A couple of months ago I had the pleasure of speaking at the 43rd International Conference on Software Engineering (aka ICSE 2021), in the context of its “Spanish Industry Case Studies” track. We were invited to give a high level overview of the Chromium project and how Igalia contributes to it upstream.
This was an unusual chance to speak at a forum other than the usual conferences I attend to, so I welcomed this as a double opportunity to explain the project to people less familiar with Chromium than those attending events such as BlinkOn or the Web Engines Hackfest, as well as to spread some awareness on our work in there.
Contributing to Chromium is something we’ve been doing for quite a few years already, but I think it’s fair to say that in the past 2-3 years we have intensified our contributions to the project even more and diversified the areas that we contribute to, something I’ve tried to reflect in this talk in no more than 25 minutes (quite a challenge!). Actually, it’s precisely because of this amount of contributions that we’re currently the 2nd biggest non-Google contributor to the project in number of commits, and among the Top 5 contributors by team size (see a highlight on this from BlinkOn 14’s keynote). For a small consultancy company such as ours, it’s certainly something to feel proud of.
With all this in mind, I organized the talk into 2 main parts: First a general introduction to the Chromium project and then a summary of the main upstream work that we at Igalia have contributed recently to it. I focused on the past year and a half, since that seemed like a good balance that allowed me to highlight the most important bits without adding too much information. And from what I can tell based on the feedback received so far, it seems the end result has been helpful and useful for some people without prior knowledge to understand things such as the differences between Chromium and Chrome, what ChromiumOS is and how our work on several different fronts (e.g. CSS, Accessibility, Ozone/X11/Wayland, MathML, Interoperability…) fits into the picture.
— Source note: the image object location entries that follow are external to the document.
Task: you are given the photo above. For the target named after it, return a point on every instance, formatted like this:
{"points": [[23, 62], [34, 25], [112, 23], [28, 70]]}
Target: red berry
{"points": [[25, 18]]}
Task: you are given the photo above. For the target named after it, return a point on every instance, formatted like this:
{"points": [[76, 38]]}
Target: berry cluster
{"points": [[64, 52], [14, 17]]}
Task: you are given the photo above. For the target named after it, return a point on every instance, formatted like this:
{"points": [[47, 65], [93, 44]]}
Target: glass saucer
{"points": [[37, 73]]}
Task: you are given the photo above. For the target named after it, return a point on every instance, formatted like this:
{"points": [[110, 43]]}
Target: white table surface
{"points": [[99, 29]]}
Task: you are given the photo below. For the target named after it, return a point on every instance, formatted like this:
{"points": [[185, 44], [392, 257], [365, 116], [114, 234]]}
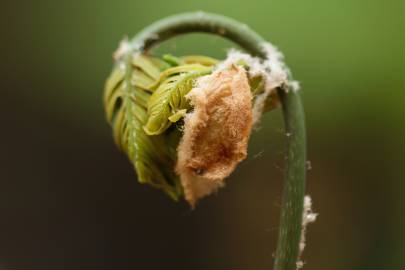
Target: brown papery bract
{"points": [[216, 132]]}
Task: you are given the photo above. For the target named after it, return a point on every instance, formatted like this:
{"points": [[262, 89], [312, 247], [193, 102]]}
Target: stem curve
{"points": [[295, 168]]}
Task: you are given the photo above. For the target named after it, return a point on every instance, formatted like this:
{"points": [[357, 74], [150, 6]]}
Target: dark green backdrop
{"points": [[70, 200]]}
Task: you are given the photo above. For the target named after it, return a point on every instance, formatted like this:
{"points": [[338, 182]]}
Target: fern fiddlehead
{"points": [[148, 98]]}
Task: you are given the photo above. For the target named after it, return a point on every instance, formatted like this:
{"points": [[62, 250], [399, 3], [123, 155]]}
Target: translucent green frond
{"points": [[125, 97], [143, 99], [168, 103]]}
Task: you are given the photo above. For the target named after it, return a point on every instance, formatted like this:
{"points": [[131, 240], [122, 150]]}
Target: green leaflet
{"points": [[168, 103], [143, 97], [125, 98]]}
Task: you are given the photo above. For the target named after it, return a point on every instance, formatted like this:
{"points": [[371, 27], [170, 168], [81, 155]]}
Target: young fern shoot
{"points": [[185, 121]]}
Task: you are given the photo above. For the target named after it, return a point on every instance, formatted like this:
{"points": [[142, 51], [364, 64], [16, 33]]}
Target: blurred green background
{"points": [[70, 200]]}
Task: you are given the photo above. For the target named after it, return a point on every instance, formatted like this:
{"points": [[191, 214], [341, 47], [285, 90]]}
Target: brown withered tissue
{"points": [[216, 132]]}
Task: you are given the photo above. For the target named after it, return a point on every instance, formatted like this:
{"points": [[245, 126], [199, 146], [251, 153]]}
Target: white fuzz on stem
{"points": [[272, 69], [308, 216]]}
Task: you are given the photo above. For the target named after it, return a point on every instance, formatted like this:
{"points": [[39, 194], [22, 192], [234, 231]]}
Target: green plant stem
{"points": [[295, 169]]}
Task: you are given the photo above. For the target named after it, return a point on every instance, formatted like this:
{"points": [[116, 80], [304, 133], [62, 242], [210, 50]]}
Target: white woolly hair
{"points": [[308, 216], [272, 69]]}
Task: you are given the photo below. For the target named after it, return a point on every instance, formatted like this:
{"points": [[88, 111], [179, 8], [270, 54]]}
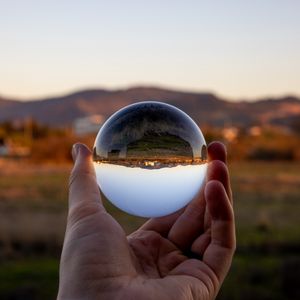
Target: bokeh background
{"points": [[234, 66]]}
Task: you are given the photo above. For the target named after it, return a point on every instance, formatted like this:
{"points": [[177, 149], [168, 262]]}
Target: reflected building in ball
{"points": [[145, 156]]}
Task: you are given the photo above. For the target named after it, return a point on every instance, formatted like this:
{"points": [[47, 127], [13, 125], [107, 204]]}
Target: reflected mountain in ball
{"points": [[150, 159]]}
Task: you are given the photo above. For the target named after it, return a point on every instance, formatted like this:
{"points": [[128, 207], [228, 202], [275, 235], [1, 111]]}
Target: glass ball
{"points": [[150, 159]]}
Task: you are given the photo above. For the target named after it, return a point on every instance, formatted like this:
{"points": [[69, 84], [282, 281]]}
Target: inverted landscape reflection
{"points": [[150, 159]]}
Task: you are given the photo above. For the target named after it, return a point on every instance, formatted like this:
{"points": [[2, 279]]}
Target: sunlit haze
{"points": [[236, 49]]}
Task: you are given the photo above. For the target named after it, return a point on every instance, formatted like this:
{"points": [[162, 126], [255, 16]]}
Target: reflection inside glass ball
{"points": [[150, 159]]}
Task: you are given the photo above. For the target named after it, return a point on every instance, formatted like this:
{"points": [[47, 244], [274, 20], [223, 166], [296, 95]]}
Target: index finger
{"points": [[83, 187]]}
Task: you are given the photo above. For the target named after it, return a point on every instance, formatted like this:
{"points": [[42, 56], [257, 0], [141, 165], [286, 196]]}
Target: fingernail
{"points": [[75, 150]]}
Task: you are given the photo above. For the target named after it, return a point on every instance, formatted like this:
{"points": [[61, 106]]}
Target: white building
{"points": [[87, 125]]}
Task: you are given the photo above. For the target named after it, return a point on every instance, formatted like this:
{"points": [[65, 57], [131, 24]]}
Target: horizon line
{"points": [[147, 86]]}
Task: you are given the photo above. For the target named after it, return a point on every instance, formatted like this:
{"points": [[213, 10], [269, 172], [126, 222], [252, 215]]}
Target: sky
{"points": [[240, 50]]}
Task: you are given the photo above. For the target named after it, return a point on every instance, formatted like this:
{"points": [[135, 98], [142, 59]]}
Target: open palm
{"points": [[185, 255]]}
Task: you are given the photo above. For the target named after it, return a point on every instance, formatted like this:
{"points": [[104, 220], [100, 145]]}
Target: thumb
{"points": [[83, 187]]}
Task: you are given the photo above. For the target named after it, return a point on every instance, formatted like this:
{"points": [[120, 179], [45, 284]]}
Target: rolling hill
{"points": [[204, 108]]}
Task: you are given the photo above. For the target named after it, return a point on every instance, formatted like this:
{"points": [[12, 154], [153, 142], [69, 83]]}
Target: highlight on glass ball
{"points": [[150, 159]]}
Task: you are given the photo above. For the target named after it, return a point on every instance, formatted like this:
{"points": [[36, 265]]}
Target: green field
{"points": [[33, 205]]}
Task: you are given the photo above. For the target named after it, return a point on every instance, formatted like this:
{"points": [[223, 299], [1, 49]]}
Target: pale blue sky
{"points": [[237, 49]]}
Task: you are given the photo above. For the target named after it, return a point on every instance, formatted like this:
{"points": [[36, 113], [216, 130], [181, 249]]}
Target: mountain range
{"points": [[204, 108]]}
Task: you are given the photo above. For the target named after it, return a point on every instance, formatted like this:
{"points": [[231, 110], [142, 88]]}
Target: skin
{"points": [[183, 256]]}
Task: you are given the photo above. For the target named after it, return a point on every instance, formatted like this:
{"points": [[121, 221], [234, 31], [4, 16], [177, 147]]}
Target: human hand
{"points": [[183, 256]]}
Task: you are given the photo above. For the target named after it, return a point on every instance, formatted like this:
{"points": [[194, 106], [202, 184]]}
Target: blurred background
{"points": [[233, 66]]}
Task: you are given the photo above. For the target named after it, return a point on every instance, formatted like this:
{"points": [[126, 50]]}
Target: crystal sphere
{"points": [[150, 159]]}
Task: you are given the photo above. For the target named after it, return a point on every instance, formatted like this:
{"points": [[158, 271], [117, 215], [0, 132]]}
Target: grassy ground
{"points": [[33, 203]]}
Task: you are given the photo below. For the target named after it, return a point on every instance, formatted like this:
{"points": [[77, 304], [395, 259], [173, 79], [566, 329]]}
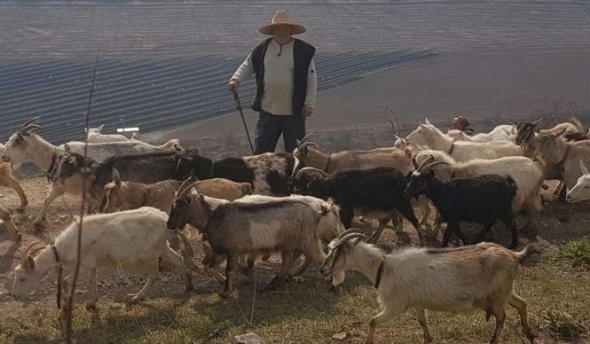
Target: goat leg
{"points": [[500, 316], [228, 290], [153, 275], [377, 233], [518, 303], [91, 304], [386, 314], [451, 227]]}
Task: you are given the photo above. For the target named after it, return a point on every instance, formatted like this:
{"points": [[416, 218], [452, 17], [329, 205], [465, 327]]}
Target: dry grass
{"points": [[304, 311]]}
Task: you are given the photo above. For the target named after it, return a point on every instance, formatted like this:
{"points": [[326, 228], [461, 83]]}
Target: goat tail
{"points": [[576, 122], [527, 251]]}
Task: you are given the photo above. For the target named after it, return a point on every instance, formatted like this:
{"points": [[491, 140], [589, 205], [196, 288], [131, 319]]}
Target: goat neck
{"points": [[45, 261], [318, 159], [435, 190], [40, 152], [366, 259]]}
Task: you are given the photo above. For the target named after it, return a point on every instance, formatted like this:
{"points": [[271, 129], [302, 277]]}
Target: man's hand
{"points": [[233, 86], [306, 111]]}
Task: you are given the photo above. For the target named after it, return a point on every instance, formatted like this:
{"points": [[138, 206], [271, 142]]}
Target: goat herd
{"points": [[302, 204]]}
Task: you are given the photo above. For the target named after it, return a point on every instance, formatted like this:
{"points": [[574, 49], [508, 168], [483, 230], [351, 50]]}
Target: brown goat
{"points": [[6, 179], [6, 217]]}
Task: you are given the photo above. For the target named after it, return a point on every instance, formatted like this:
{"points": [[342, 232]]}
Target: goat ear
{"points": [[408, 153], [583, 168], [30, 263]]}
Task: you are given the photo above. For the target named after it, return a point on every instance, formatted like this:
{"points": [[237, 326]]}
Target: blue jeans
{"points": [[269, 127]]}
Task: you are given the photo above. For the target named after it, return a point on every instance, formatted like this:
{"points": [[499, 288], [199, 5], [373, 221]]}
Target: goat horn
{"points": [[30, 246], [428, 160], [350, 236], [189, 187], [433, 164]]}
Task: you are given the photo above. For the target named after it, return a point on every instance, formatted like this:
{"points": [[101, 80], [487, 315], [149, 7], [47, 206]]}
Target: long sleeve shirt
{"points": [[278, 79]]}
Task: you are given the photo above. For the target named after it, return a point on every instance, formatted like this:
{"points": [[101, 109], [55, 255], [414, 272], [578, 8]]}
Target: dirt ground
{"points": [[116, 285]]}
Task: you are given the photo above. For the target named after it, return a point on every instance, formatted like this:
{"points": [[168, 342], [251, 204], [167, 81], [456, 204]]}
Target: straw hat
{"points": [[282, 18]]}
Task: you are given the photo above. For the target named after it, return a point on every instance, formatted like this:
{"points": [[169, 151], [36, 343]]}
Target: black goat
{"points": [[376, 192], [482, 199], [267, 173], [141, 168]]}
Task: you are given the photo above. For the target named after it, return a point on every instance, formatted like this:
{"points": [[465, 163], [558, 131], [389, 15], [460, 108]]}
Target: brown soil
{"points": [[120, 283]]}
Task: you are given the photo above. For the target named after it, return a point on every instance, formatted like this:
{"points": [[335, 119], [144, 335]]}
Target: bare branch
{"points": [[68, 308]]}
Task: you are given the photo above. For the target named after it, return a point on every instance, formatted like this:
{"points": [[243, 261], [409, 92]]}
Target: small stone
{"points": [[249, 338], [340, 335]]}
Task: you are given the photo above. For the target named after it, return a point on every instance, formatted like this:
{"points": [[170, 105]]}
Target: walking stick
{"points": [[239, 107]]}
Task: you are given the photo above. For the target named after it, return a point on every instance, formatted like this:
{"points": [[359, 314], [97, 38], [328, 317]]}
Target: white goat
{"points": [[329, 226], [561, 156], [526, 173], [95, 136], [308, 154], [503, 132], [6, 179], [581, 191], [130, 237], [26, 146], [240, 228], [452, 280], [6, 217], [427, 135]]}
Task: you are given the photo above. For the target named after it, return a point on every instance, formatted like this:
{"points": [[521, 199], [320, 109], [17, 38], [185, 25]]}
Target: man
{"points": [[286, 83]]}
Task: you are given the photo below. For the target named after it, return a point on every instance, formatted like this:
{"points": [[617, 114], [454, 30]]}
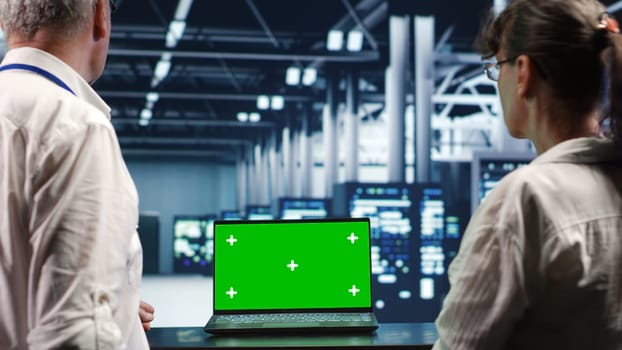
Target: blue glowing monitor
{"points": [[488, 168], [303, 208], [231, 215], [193, 243], [259, 212]]}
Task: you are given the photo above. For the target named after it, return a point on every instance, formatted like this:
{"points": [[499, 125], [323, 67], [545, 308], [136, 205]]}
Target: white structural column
{"points": [[424, 88], [266, 185], [305, 155], [251, 176], [294, 154], [351, 128], [285, 153], [329, 129], [258, 174], [275, 168], [242, 178], [395, 90]]}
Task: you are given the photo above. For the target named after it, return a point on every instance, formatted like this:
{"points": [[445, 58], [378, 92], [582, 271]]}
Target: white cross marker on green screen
{"points": [[354, 290], [231, 240], [292, 265], [352, 237]]}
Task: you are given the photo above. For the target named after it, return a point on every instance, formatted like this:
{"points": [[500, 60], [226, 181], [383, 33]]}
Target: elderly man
{"points": [[70, 257]]}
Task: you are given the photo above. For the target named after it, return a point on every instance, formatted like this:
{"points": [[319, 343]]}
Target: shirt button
{"points": [[103, 298]]}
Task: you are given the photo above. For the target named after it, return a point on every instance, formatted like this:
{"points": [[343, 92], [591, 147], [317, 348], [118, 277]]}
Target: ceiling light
{"points": [[292, 76], [310, 76], [153, 97], [335, 40], [183, 7], [146, 114], [162, 69], [355, 41], [263, 102], [175, 32], [243, 117], [277, 102], [254, 117]]}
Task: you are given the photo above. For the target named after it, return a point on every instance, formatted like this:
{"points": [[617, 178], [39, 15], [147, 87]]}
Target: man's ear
{"points": [[525, 76], [101, 27]]}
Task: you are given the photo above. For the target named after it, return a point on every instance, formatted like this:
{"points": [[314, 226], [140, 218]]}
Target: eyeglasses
{"points": [[492, 69], [113, 6]]}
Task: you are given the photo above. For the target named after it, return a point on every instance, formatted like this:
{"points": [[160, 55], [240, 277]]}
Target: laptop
{"points": [[292, 276]]}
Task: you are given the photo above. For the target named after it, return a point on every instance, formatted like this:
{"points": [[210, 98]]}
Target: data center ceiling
{"points": [[232, 51]]}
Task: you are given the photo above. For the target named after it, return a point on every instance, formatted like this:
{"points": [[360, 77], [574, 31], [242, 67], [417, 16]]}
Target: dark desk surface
{"points": [[388, 335]]}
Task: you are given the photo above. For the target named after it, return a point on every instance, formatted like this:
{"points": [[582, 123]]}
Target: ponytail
{"points": [[615, 86]]}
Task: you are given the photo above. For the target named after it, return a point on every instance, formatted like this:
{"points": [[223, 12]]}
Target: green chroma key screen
{"points": [[284, 265]]}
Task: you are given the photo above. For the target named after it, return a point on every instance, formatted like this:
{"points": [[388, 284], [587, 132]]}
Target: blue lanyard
{"points": [[39, 71]]}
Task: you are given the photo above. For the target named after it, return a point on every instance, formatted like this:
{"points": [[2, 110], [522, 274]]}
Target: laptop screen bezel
{"points": [[289, 310]]}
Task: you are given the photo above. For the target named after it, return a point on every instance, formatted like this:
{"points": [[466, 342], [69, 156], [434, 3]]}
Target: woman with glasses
{"points": [[540, 264]]}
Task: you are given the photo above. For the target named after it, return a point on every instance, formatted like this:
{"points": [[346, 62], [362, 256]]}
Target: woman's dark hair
{"points": [[569, 48]]}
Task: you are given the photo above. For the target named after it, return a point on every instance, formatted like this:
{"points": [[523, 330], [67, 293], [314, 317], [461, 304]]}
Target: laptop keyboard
{"points": [[296, 317]]}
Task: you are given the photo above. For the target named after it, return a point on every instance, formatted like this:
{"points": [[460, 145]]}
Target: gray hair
{"points": [[26, 17]]}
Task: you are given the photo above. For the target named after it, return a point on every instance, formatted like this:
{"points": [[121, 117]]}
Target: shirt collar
{"points": [[583, 150], [52, 64]]}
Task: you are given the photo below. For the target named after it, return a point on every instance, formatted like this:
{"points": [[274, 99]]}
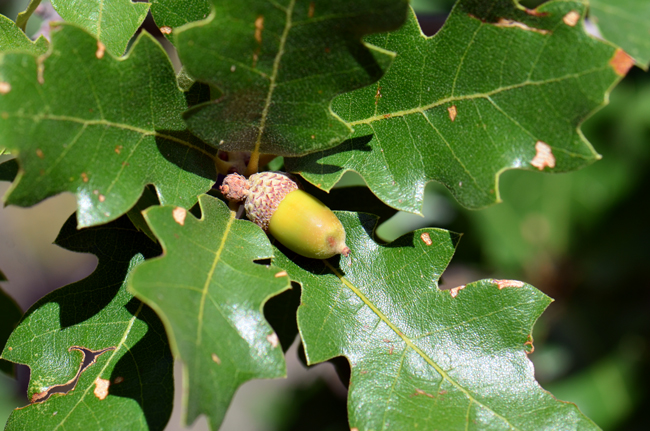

Obviously, the more technically inclined you are, and the more you know about the project, the more you’ll understand the different bits of information condensed into this talk, but my main point here is that you shouldn’t need any of that to be able to follow it, or at least that was my intention (but please let me know in the comments if you have any feedback). Here you have it:
You can watch the talk online (24:05 min) on our YouTube channel, as well as grab the original slide deck as a PDF in case you also want it for references, or to check the many links I included with pointers for further information and also for reference to the different sources used.
Last, I don’t want to finish this post without thanking once again to the organizers for the invitation and for runing the event, and in particular to Andrés-Leonardo Martínez-Ortiz and Javier Provecho for taking care of the specific details involved with the “Spanish Industry Case Studies” track.